About Us

Humanities for Life is a forum for both advocacy and reform. We are professors, students, graduates, employers — but especially we are teachers.

Best practice, liberal learning

Humanities for Life is a forum for the advocacy of classic humanities practices: in particular the close and immersive reading of a wide range of critical, foundational texts. On this model, students are introduced into the ‘great conversation’ of humanity; they gain depth of historical perspective, range of evaluative understandings, and facility with language.

We take inspiration from times and places where this kind of study has been done best. Globally, St John’s Annapolis and Santa Fe remains the outstanding ‘great books’ course, while earlier iterations of the Columbia ‘core curriculum’ have inspired generations of students, and recent variations on the liberal arts model bode well for the future.

Regarding Australian experience, the founders of Humanities for Life have drawn upon their own familiarity with such examples as:

  • the flourishing of Campion College Australia, currently our country’s only liberal arts college
  • the success of the Ramsay Centre-funded degrees and majors in three Australian universities
  • the synoptic English literature courses that were a staple of Arts degrees into the 1990s, attracting first-year student enrolments in the 1,000s at the University of Sydney alone
  • the provision of courses in classics, history of philosophy, and English literature, amounting to at least the option of assembling a ‘great books’ education, in the 1970s and 1980s
  • in the Federation era, the deep historical roots provided in university courses on literature and language, philosophy, and history; and humanities professors’ leadership in setting the secondary-school curriculum.

 

As we begin to convene conversations about the future of education in the humanities we will draw on best practices worldwide. We will also seek to foster and transmit a sense of those traditions and models of liberal education that helped to form Australia’s institutions. We are preparing the way for students who flourish, who sustain a pluralist society with deep roots in the best of the past, and who meet tomorrow’s challenges with flexibility, imagination, and conviction.

 

Our beginnings:
teaching, the workforce, public engagement, curriculum

Humanities for Life began as a collaboration intended to broaden the constituency for the humanities, led by a teacher celebrated by two generations of students, Professor Will Christie, FAHA; and businessman and strategy consultant, Tony Golsby-Smith, whose career proved the value of humanities attributes, and of employing humanities graduates.

Dr Kate Flaherty, a Senior Lecturer in English and Drama at the ANU, believes that the meaning and value of scholarship in the humanities is realised at the public interface.
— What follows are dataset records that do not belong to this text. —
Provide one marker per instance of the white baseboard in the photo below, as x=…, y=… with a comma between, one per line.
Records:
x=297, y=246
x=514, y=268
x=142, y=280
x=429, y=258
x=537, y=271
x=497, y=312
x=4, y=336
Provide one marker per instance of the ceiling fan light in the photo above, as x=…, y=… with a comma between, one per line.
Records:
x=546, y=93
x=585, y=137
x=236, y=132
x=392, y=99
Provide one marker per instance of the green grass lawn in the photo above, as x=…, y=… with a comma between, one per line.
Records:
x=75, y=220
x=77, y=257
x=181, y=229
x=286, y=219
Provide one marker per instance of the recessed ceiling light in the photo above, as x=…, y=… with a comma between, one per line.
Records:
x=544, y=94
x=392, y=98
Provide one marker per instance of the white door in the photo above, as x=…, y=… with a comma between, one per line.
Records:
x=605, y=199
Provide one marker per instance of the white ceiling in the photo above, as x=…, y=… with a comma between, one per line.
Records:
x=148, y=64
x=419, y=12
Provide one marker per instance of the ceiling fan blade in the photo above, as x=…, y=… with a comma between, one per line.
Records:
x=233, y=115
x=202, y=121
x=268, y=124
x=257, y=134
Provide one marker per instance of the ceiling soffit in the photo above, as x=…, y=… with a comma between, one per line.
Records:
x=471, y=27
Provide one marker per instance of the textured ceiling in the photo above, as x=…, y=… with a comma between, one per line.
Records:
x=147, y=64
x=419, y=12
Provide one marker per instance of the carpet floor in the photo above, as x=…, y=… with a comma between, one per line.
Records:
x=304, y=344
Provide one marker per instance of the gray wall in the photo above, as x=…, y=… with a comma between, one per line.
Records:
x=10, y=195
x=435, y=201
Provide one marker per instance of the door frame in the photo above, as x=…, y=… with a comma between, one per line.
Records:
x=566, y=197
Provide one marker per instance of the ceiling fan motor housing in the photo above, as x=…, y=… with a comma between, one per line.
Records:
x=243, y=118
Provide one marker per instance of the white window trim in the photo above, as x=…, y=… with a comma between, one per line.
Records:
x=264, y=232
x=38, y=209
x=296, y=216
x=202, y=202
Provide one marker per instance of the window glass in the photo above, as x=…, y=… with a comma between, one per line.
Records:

She is a leading proponent of the live-and-public humanities, including collaborations with the National Library of Australia, Bell Shakespeare, and Sport for Jove. She is a Senior Fellow of the Higher Education Academy, and winner of the ANU Vice Chancellor’s Award for Excellence in Education.

Their friend and colleague, Professor Simon Haines, FHKAH, FRSN, has been a humanities teacher in Australia and overseas for thirty years. He was the inaugural CEO of the Ramsay Centre for Western Civilisation. In realising Paul Ramsay’s generous bequest—the largest gift to the humanities in Australian history—he negotiated and oversaw the establishment of three new programs in Australian universities, created dozens of academic jobs, and offered hundreds of student scholarships.

Dr Jon Lane, while working for the Australian Academy of the Humanities, met Simon on his departure from the Ramsay Centre, and they resolved, with Kate, to develop Will and Tony’s initiative as a permanent forum dedicated to humanities education.

Founders

Will Christie

Will Christie

Kate Flaherty

Kate Flaherty

Simon Haines

Simon Haines

Jon Lane

Jon Lane

Founding Statement

For over three decades, both respect and funding for the humanities have declined. A research grant culture has disincentivised teaching. Governments and universities have promoted competitive investment in vocationally specific and market-related courses.